Throwing in the trowel
Ok, so I formally retract any previous statements about being cut out for this sort of work.
Standing there yesterday looking at my carefully measured out wall and realizing that somewhere along the line my level was greatly skewed, I cracked. There's something so horrible about ripping out an entire days work. Not to mention that there must be some sort of something funky in that bathroom because I spent the rest of the afternoon and evening puking my guts out. I'm sure it has nothing to do with all the mildewed and moldy crap we pulled out of those walls last week, or all the mortar dust filling my lungs.
So one wall is nearly complete, the other two are going to be done by someone else. I don't know who yet, but it sure as hell won't be me.
After my puking rampage ended last night, I spent the remainder of the evening on Heidi's porch nursing a beer and soaking my ruined hands in epsom salt. Word to the wise, which I apparently am not, WEAR GLOVES! The mortar ate holes in my hands that ache and burn. I'm still picking cement out of wounds today.
If EVER I tell you that I want to lay tile again, you have permission to bitch-slap me. Repeatedly.
3 Comments:
after we finished the tile in the living room ( I did the grout, and a good bit of the thinset) I felt like I had broken my butt. All the stretching and reaching... I couldn't sit down normall for a week.
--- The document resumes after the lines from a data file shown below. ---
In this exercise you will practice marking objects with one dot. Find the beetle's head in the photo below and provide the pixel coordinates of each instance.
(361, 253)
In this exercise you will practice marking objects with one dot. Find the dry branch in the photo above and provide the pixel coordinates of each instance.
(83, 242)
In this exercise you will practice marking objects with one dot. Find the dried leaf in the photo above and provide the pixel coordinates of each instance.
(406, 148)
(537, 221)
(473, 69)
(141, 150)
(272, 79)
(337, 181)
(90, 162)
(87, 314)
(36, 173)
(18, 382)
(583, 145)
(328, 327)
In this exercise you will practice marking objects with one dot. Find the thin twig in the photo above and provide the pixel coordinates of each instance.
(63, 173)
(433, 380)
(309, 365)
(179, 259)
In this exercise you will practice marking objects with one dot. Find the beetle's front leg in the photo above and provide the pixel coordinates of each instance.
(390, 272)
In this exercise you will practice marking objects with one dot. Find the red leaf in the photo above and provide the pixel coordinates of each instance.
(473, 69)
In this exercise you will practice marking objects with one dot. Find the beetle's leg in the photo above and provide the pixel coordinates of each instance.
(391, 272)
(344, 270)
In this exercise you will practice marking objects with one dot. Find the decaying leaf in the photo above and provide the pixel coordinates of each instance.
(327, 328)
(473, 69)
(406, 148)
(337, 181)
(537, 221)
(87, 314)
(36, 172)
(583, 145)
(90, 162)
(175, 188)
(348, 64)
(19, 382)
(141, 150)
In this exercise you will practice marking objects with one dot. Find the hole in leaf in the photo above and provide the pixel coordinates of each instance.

wear gloves anytime you do this stuff unless you absolutely cannot, you'll get used to them and it'll save your hands.... I like using medical gloves...
I'm sorry on the tile job, that would be incredibly frustrating expecially since you worked so hard on it. It might do you good to take another stab at it so you can win, damnit.
The puking is just plain weird, though... I hope you feel better, hon.
The wall issue is where it truly is trial and error, Ang. I am no Bob Vila by any stretch but there are other issues awaiting when repairing holes, drywalling and fitting edges, taping sanding, getting the smoothness, making sure your seals are tight and there are no gaps and such that will manifest into similar hindrances along the way. It ~IS~ frustrating. Hard to believe a college-boy, fancy pants, desk monkey can speak with any authority on a subject like that, huh?
You'll be fine. Surgical gloves, like Laura said and the paper masks that asthma patients wear in the extreme cold may help with the nausea and the bits and pieces finding their way into your flesh? Well, thank God it's not lyme you're working work, hon. It cracks your skin, makes it bleed and hard to continue in a day to day consistent pattern while using it.
And when it's all done? Something, a really huge thing to celebrate and be proud of and that my friend, NO ONE can take away from you!
~hugz
Thanks for the pep talk guys, but I'm really serious about it. I quit. There's no way I'm getting back in there. And I'm not one that gives up easily. But I'm thoroughly confident that this isn't something I want to do on my own. There are some things in this world that deserve to be done right, and if I'm investing $800 of money into it, I sure as hell want it done right. And I don't want to do it again in a few years because the wall has rotted out behind it again. Ugh.